Ten years ago, I saw ‘fitness’ as a means to an end. And that ‘end’ wasn’t even aesthetics based, it was about what I thought it meant if I went the hardest, was the best, did the most, in workouts or sports.
But I started to realize that I had a massive blind spot in my outlook on Me, my Body, and how I caring for it. Know how I realized I had that blind spot? Everything felt like it was breaking down, I wasn’t feeling my best, and I was tired of things feeling like they were way harder than they should be.
That blind spot was influencing my ability to even recognize that there is indeed a conversation happening between me and my body. I had no idea what was on the other side of that blind spot, but I was so tired of where I was that I was willing to face that it head on.
This ongoing conversation with our bodies is one of the most helpful, informative, and confidence-boosting, things we can experience – and yet it’s one of the least attended to aspects of being fit, healthy, and strong (however that looks to you).
I’m going to give you three of the most common ways I see folks handle the conversation with their bodies, and the one key that unlocks all of them for something better.
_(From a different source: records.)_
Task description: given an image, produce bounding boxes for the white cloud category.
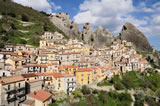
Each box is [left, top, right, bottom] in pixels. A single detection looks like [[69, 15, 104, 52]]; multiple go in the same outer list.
[[74, 0, 147, 33], [13, 0, 61, 13], [51, 2, 62, 10]]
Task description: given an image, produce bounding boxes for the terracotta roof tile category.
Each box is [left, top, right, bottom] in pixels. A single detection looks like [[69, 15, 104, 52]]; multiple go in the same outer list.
[[27, 90, 52, 102], [77, 68, 91, 72], [0, 75, 24, 85]]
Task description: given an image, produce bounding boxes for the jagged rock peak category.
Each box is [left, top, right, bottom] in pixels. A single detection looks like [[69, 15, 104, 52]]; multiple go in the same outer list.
[[120, 22, 153, 52], [49, 13, 80, 39], [83, 23, 92, 31]]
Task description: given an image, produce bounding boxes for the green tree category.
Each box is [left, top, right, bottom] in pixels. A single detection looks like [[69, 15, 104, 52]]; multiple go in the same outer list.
[[82, 85, 91, 95], [22, 14, 29, 22]]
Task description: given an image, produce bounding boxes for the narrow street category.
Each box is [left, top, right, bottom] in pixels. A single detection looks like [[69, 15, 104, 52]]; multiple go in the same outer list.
[[87, 84, 135, 106]]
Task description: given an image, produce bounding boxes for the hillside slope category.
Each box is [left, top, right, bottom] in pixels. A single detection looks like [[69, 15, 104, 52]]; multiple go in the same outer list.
[[0, 0, 67, 47]]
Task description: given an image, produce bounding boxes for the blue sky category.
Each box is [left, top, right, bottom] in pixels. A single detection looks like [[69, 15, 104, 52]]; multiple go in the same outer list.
[[13, 0, 160, 50]]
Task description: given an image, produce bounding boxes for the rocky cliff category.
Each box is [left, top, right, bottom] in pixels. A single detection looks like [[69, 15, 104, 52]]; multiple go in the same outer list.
[[50, 13, 113, 47], [81, 23, 113, 47], [49, 13, 80, 39], [119, 22, 153, 52]]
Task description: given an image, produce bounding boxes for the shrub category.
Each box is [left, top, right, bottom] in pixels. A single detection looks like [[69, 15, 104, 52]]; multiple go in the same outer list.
[[82, 85, 90, 95], [92, 89, 98, 94], [22, 14, 29, 22], [72, 90, 83, 98], [8, 12, 16, 17]]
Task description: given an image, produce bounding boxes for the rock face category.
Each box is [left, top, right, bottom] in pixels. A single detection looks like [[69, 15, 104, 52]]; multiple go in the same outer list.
[[120, 22, 153, 52], [49, 13, 113, 47], [49, 13, 80, 39], [81, 23, 113, 47]]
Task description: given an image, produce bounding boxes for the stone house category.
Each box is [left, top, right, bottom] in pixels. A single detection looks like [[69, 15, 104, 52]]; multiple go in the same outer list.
[[25, 90, 52, 106], [0, 76, 26, 106]]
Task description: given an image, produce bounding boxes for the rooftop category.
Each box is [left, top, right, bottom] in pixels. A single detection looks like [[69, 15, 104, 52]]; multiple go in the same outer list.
[[27, 90, 52, 102]]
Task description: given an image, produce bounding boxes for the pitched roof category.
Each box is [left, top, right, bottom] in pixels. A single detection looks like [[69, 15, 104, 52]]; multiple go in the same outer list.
[[0, 75, 24, 85], [22, 73, 37, 78], [77, 68, 91, 72], [27, 90, 52, 102], [22, 99, 35, 105]]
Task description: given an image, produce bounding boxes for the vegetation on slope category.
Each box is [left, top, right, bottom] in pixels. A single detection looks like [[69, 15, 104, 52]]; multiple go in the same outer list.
[[49, 85, 132, 106], [0, 0, 67, 47]]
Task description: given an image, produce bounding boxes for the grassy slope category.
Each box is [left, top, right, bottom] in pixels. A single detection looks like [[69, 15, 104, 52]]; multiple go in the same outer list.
[[0, 0, 67, 47]]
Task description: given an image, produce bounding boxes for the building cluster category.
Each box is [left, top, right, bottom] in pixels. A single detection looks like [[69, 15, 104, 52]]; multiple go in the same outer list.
[[0, 32, 151, 106]]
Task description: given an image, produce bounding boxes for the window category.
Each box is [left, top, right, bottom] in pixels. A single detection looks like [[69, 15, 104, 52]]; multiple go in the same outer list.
[[8, 85, 11, 90], [18, 83, 21, 88], [3, 72, 5, 77]]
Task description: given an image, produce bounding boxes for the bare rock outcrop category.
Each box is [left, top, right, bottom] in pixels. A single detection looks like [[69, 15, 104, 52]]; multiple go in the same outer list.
[[81, 23, 113, 47], [49, 13, 80, 39], [119, 22, 153, 52]]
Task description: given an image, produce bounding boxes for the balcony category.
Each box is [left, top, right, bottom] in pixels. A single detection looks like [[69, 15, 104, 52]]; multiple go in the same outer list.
[[4, 88, 16, 93], [67, 80, 76, 83], [17, 86, 25, 90], [16, 92, 25, 97], [7, 95, 17, 102]]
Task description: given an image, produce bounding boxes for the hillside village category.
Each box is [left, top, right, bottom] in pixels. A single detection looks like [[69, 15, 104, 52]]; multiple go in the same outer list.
[[0, 32, 151, 106]]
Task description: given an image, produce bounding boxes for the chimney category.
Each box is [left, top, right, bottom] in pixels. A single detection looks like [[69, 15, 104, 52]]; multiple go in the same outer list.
[[34, 91, 36, 95]]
And if you’re rolling your eyes thinking this sounds very ‘airy fairy’, that’s part of the conversation you’re in right now with your body. And it’s all changeable, if you want it to be.
The Three Most Common Types Of Conversations
You’re Having With Your Body
Convo Type 1:
Ignore the conversation altogether and drag your body along for the ride no matter how much pain or struggle it gives you.
You wouldn’t ignore the innate response your body has when are more careful around a hot stove after accidentally brushing against it and burning yourself.
But frequently in fitness, the message is often made to seem as though if you’re too tired to do a hard workout, it’s probably because you’re not good enough, not trying hard enough, or you’re weak. When perhaps, you feel too tired to go do a hard workout because your body needs something other than a hard workout.
Convo Type 2:
Control the conversation entirely by shouting at your body with more reps, more sets, more intensity, more training protocols.
Remember the last time you tried to discuss something with someone who was raising their voice and talking over you? Not so effective for the conversation, and also super annoying, right?
A conversation is never one-sided. In fact, the responses you’re feeling your body make (be sore here, feel tight there, increase your mobility, decrease your mobility) these are all responses to signals your body has received. That signal/response conversation is occurring every day that you live in your body.
The conversation between you, your body, and your environment, does better when it ebbs and flows. Hormetic stressors are effective because they are short dips into something that creates a stress response in your body, followed by removing that stressor.
Convo Type 3:
Give the conversation to someone else to have by trading all of your autonomy for complete dependence.
There’s a time and place to hire a professional to help you. To help you build your toolbox so that you can become an excellent caretaker of your body.
But completely farming out your “what’s best for my body” conversation to someone else for the rest of your days is not something I’d recommend. No one will ever know what’s best for you better than you.
As a professional in movement and fitness, I can teach you things I know, I can share insights and tips with you, but I must also give you the space you need to start, or continue, to build your autonomy.
You might say, “but I know myself, and I know that I need someone else to write my program so I don’t over do it or under do it.” Perhaps. But a better option than placing the trust in someone else over yourself, would be to work with someone who can help you capture the trust you’re allowed to have in yourself that you will make the right choices for you and your body.
The One Key That Opens The Door
For Better Conversations
To make the conversation with your body better, more effective, more tuned in, more understandable – there is one critical key. Curious compassion.
Curious compassion is more ‘my body isn’t trying to hurt me, it’s always trying to help me’ and less ‘my stupid body hurts again’.
Curious compassion is more ‘I wonder what that sensation is all about’ and less ‘oh no! I’ve messed my body up again, I’m the worst!’
Curious compassion gives space to process, it doesn’t rush to judgement.
In my coaching program, we talk frequently about ‘collecting data’. Instead of seeing the reps you did, or the rest you took, or the sensation you experienced while doing the movement as good or bad, they are simply pieces of data.